Those who know me fairly well, or know me over time, will know that I have strong political beliefs. Those who do not know me but have read recent pieces I have written may be surprised that I would talk politics when my brother is in hospice and his life weighs so heavily on my heart and soul.
My brother, the little brother of my family, is nine years older than me. I was born into a family of four brothers who were at various points between 9 and 18 years of age when I was born.

Summer of 1957: Roger, Nancy, Jim, Dave, and Max
Most of us do not consciously think about family as a concept much while we are young. Family, like so many essential elements of human life, is so integral to our identities that we do not, cannot, separate the concept from our very selves. As a deviant (yes I am one, and it is okay) a psychological only, an analytical observer from an early age, and an accidental after-thought to a family, I probably think about family in relationship to culture and identity more than most people.
Roger is the only brother I actually remember as a brother, as someone with whom I remember playing. Cops and robbers – I was the robber in jail (my crib,) – Cowboys and Indians, and so on in a litany of 1950s-influenced, early-1960s game variations.
These were profound and defining memories that distinguished him from my older brothers whom I loved, but who seemed more like what was probably more typical of an avuncular relationship.
His actions, viewed from a sisterly perspective, taught me the ways of the real world.
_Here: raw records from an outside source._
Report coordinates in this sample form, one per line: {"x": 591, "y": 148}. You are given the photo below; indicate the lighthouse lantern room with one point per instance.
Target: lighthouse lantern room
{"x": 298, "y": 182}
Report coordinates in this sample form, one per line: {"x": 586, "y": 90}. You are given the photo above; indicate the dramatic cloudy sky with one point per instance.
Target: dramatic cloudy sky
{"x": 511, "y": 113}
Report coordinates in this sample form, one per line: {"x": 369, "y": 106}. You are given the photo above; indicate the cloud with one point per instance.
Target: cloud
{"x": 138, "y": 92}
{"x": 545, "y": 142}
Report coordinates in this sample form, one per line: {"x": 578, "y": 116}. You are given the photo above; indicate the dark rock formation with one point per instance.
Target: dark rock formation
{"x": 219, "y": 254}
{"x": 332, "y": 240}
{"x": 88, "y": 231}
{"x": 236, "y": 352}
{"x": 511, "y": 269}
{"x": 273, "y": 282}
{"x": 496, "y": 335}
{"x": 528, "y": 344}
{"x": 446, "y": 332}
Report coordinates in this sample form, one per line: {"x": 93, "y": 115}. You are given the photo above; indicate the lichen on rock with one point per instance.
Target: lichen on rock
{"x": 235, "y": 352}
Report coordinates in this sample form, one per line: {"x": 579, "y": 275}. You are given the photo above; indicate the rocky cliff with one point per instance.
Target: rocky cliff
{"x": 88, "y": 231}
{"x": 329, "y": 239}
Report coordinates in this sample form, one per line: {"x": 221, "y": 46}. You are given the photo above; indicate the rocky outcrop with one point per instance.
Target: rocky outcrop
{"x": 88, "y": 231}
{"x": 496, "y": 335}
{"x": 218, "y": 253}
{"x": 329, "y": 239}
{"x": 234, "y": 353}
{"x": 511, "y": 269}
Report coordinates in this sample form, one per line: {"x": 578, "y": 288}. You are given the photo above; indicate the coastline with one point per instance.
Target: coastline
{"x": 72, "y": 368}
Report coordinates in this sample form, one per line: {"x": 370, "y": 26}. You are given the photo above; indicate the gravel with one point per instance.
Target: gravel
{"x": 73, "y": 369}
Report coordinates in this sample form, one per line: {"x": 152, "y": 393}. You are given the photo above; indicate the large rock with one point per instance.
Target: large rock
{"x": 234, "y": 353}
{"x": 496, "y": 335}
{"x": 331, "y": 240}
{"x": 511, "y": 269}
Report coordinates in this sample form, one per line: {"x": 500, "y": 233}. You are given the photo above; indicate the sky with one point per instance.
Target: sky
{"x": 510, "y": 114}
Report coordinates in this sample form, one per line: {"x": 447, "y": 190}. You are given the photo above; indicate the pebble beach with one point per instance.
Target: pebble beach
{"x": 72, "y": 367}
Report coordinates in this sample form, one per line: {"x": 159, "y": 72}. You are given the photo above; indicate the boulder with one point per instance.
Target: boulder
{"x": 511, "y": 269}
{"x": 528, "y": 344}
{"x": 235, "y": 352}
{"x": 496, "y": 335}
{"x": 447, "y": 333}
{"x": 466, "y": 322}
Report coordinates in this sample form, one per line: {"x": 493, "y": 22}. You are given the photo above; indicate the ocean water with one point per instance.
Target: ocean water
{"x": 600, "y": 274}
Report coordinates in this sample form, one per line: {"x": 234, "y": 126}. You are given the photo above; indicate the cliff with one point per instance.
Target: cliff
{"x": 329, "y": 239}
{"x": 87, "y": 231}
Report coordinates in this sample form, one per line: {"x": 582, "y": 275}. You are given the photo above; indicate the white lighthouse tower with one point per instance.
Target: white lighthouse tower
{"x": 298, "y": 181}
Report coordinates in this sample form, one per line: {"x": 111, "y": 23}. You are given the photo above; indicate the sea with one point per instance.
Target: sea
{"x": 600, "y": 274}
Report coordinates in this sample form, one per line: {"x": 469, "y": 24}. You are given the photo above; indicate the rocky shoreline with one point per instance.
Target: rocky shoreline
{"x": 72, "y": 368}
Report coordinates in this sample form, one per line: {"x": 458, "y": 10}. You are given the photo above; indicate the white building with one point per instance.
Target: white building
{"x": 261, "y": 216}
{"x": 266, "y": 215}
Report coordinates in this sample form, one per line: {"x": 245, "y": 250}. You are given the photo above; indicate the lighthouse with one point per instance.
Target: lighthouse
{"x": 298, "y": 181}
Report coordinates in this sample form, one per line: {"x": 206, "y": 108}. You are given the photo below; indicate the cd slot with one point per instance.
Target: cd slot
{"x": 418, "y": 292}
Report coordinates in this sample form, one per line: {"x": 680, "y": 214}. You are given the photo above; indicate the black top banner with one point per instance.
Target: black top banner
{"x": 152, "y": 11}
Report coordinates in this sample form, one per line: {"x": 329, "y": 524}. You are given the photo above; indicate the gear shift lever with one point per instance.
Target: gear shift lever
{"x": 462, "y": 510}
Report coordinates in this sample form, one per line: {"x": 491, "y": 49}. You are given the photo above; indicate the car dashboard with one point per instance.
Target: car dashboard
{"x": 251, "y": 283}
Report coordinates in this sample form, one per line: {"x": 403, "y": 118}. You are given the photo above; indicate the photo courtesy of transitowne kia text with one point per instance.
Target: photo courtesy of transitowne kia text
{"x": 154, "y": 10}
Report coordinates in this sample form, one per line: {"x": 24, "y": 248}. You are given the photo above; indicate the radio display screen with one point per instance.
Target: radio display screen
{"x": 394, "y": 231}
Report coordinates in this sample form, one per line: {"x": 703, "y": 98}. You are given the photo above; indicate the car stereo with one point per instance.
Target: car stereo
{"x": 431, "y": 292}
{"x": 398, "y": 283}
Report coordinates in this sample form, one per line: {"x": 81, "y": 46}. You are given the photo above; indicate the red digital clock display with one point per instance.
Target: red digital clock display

- My first political discussion was with him. I was probably about four or five years old and we were walking together up from the barnyard to chicken coop. The conversation topic was the Cold War and propaganda. I said something about how the Russians would find our farm to be a wonderful place. He laughed and said he didn’t think so.
- My first awareness of global politics rending apart personal lives was with him. In 1968 he walked across a street in Hue and the television screens of a hundred thousand homes, including mine, on the nightly news, helmetless, mustached, with an M14 slung over his shoulder.
- My first awareness of police targeting of individuals was when I was in high school and the local cops began a decades long vendetta to jail him, one of those purportedly whacked out vets, for pot.
- I first kept silent about personal assault when I was sexually assaulted when I was 15. I could not let anyone know because I knew he that if he knew, he would kill the rapist and I did not want my brother to be executed or serve life in prison.
War, a needless war against an ideological boogeyman, communism, half-way around the world from where we lived, sliced and diced his flesh like so much meat. It hurt and hardened his psyche in a way that still breaks my heart. He was the last soldier out of Khe Sanh, horrifically wounded there during the first week of August, in 1968, six weeks after the official end of the battle.
Through him I learned that countries and the economies in which those countries operate use the children of the poor, the underclass (whether through conscription or the economic draft) as cannon fodder and regard us as little more than slaves and sub-humans. I see everything from taxation, in which we are taught to use the phrase “income tax” when we refer to wage taxes (to the exclusion of taxes on making profit from money, which is what income is) to election law and the Citizens United Supreme Court decision (talk about double speak!) that grants corporations, and the families they serve, the rights of individuals with none of the responsibilities, through this lens.
The pain and horror my brother suffered, because of war, impacted my family and all we were and are, and all we did and do, since the the late 1960s.
Women, the mothers-sisters-wives-daughters of the warriors who fight for the ruling classes and corporations, are the ones who must change our culture. The price the workers and soldiers pay to preserve a society that cares nothing for them is a high one. The price is the destruction and permanent underclass status of the families we women build and nurture.
My brother taught me this. It is political. It is personal.